Una delle ragioni per cui i data center consumano così tanta energia è il fatto che si debba dissipare il calore che producono, e che li fa surriscaldare: i sistemi di condizionamento dell’aria possono rappresentare fino al 50% del loro fabbisogno energetico. Un nuovo impianto sperimentale in costruzione nella zona economica speciale di Lin-Gang, vicino a Shanghai, sta adottando un approccio diverso: i server sono stati costruiti sott’acqua, così che possano essere raffreddati in maniera naturale dall’acqua marina.
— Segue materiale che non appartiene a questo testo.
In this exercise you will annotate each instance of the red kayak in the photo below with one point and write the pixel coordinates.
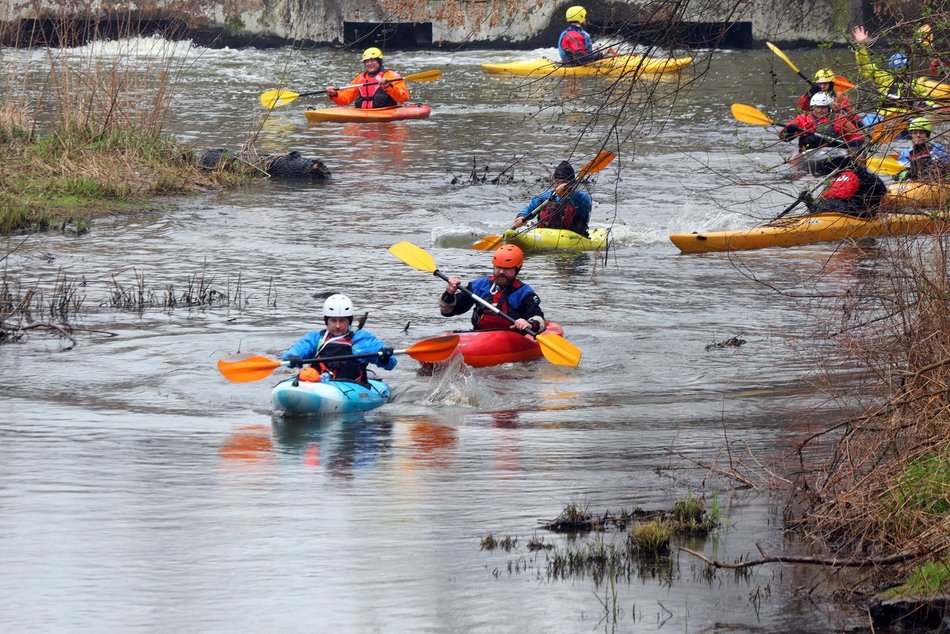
(481, 348)
(346, 114)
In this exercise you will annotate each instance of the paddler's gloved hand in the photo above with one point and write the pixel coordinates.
(808, 199)
(790, 130)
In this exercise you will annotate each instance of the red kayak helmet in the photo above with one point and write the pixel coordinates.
(508, 256)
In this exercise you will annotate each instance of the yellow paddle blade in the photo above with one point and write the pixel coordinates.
(783, 56)
(842, 84)
(434, 349)
(276, 98)
(426, 75)
(244, 368)
(887, 130)
(559, 350)
(592, 166)
(885, 165)
(413, 256)
(488, 243)
(748, 114)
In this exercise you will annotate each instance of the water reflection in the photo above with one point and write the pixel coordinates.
(341, 446)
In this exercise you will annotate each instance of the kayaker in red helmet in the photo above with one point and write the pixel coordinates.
(385, 89)
(854, 190)
(562, 207)
(339, 339)
(503, 289)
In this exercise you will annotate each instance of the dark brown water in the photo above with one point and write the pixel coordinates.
(140, 491)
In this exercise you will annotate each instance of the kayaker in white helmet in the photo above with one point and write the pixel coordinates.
(574, 44)
(825, 82)
(820, 127)
(503, 289)
(564, 206)
(337, 339)
(384, 88)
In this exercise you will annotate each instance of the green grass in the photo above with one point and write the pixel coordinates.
(650, 539)
(75, 174)
(929, 579)
(925, 485)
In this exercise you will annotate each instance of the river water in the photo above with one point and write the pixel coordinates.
(141, 491)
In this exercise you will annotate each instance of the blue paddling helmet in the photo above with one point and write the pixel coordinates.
(897, 60)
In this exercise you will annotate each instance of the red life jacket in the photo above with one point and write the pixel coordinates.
(344, 370)
(843, 187)
(372, 96)
(488, 319)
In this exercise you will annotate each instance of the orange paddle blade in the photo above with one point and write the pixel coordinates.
(434, 349)
(559, 350)
(596, 164)
(244, 368)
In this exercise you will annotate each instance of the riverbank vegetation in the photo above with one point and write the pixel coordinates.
(81, 133)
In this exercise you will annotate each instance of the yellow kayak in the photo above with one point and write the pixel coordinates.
(917, 194)
(823, 227)
(557, 240)
(932, 89)
(632, 65)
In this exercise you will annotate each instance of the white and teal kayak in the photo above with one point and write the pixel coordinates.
(304, 398)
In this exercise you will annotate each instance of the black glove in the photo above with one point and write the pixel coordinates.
(808, 199)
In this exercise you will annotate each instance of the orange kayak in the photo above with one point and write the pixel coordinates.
(482, 348)
(347, 114)
(809, 229)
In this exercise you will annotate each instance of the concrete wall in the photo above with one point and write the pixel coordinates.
(499, 23)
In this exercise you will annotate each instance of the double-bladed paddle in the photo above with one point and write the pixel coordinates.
(555, 348)
(841, 84)
(243, 368)
(592, 166)
(277, 98)
(748, 114)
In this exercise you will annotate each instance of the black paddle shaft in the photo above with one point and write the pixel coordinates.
(481, 301)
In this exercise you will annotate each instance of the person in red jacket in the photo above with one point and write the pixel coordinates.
(825, 82)
(383, 88)
(854, 191)
(820, 127)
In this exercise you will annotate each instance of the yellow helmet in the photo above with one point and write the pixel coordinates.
(576, 14)
(920, 123)
(825, 76)
(372, 53)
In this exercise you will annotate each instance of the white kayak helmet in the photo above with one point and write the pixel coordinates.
(821, 99)
(337, 306)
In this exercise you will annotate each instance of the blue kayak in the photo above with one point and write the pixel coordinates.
(303, 398)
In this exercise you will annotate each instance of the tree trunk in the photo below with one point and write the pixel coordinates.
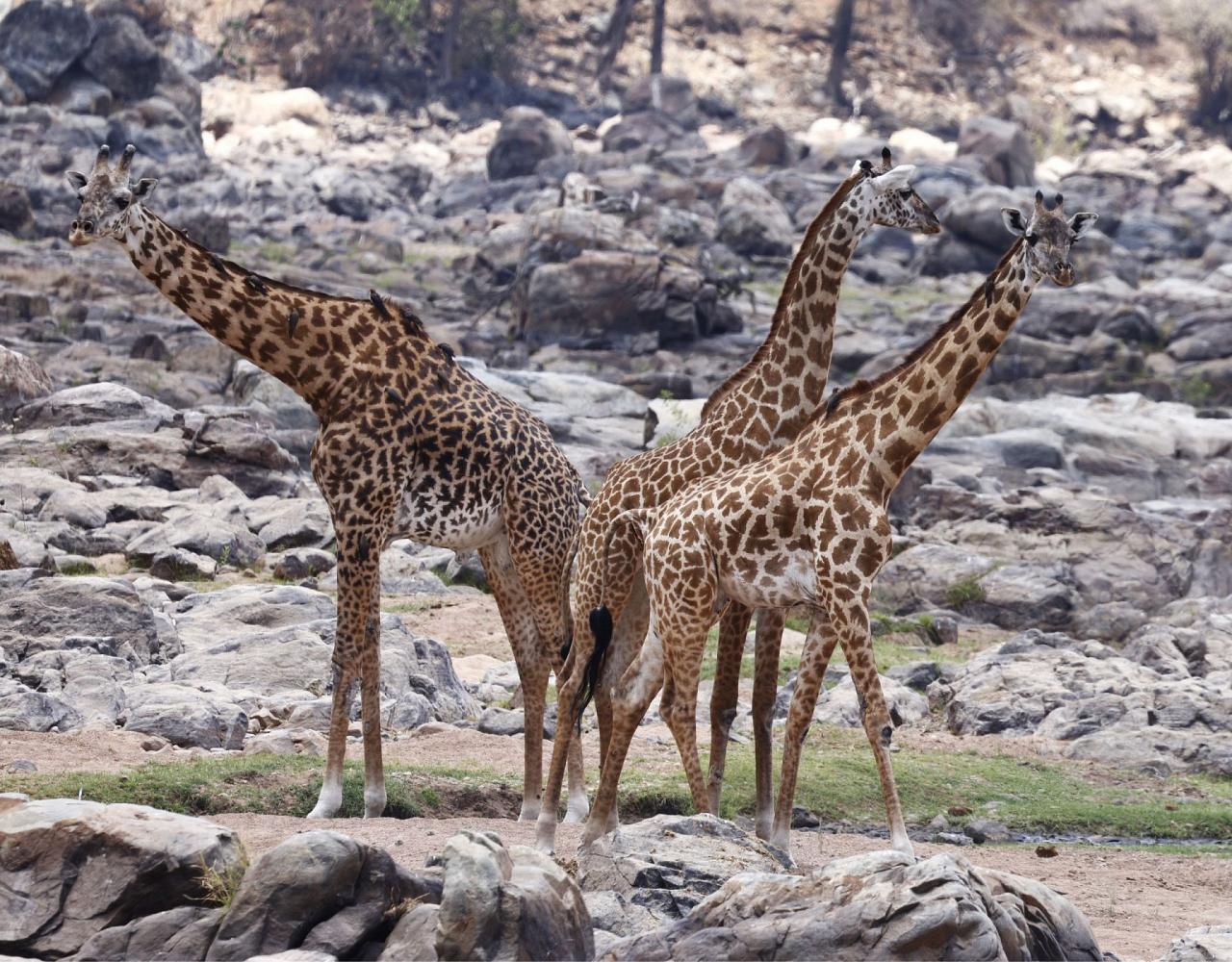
(451, 34)
(614, 40)
(840, 40)
(656, 38)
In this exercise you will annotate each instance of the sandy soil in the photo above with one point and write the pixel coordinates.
(1135, 901)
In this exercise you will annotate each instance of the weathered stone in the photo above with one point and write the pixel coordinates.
(885, 904)
(127, 861)
(526, 137)
(513, 903)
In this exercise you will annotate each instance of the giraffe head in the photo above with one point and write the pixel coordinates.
(1048, 237)
(108, 197)
(894, 202)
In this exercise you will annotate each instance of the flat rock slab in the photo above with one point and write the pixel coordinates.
(73, 869)
(879, 905)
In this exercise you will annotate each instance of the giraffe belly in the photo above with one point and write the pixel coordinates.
(460, 527)
(756, 587)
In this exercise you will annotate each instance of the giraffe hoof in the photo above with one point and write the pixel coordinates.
(530, 812)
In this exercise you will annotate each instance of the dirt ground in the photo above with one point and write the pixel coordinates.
(1136, 901)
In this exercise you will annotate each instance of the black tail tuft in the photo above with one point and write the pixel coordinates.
(601, 627)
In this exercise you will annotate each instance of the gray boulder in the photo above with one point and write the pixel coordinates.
(122, 58)
(526, 137)
(89, 404)
(752, 222)
(509, 903)
(668, 864)
(192, 717)
(126, 861)
(883, 904)
(96, 614)
(22, 380)
(1204, 944)
(175, 934)
(1002, 148)
(318, 891)
(38, 39)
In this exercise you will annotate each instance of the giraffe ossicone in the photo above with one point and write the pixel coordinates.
(409, 444)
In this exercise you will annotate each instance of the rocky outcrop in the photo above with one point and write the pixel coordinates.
(884, 905)
(665, 865)
(71, 870)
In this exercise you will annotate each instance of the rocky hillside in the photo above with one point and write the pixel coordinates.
(590, 251)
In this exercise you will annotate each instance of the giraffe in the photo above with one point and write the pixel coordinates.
(409, 444)
(808, 526)
(759, 408)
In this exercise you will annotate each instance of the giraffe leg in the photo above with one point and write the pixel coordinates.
(531, 660)
(765, 690)
(330, 797)
(679, 710)
(631, 697)
(818, 648)
(357, 654)
(852, 626)
(733, 627)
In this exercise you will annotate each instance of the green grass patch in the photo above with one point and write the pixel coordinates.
(838, 781)
(275, 785)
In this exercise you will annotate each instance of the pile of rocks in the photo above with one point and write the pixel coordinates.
(153, 884)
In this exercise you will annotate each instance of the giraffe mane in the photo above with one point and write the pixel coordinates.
(412, 321)
(984, 292)
(788, 286)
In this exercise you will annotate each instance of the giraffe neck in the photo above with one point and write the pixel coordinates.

L’impianto è ecologico anche per altri versi: il 95% dell’elettricità proviene da turbine eoliche offshore. Un altro vantaggio di questo approccio è che riduce drasticamente il consumo di suolo – un problema significativo in zone densamente abitate come la regione di Shanghai – oltre che, ovviamente, eliminare quello di acqua dolce.
L’iniziativa si inserisce in un contesto in cui il governo sta cercando spostare i data center dalla Cina orientale a quella occidentale, dove l’energia costa di meno e c’è più spazio a disposizione. I data center sottomarini possono offrire una soluzione alternativa, per mantenere queste strutture vicino alle città che ne hanno bisogno, garantendo però efficienza energetica e un minore impatto ambientale.
La capacità di 24 megawatt del data center di Lin-gang rappresenta solo il punto di partenza. Durante la presentazione del progetto, i principali appaltatori – tra cui Shanghai Hicloud Technology, Shenergy Group, la filiale di China Telecom a Shanghai e Inesa – hanno firmato un nuovo accordo per costruire un secondo impianto sottomarino alimentato da energia eolica, con un obiettivo molto più ambizioso: raggiungere i 500 megawatt. La vera sfida, però, sarà passare da un progetto sperimentale a un sistema operativo su vasta scala. Wang Shifeng, presidente di Third Harbor Engineering, una delle aziende coinvolte, ha ricordato che la costruzione di data center sottomarini è ancora agli inizi. Perché il modello si diffonda davvero, sarà necessario perfezionare la manutenzione, migliorarne l’affidabilità e dimostrare che può funzionare anche oltre la fase sperimentale.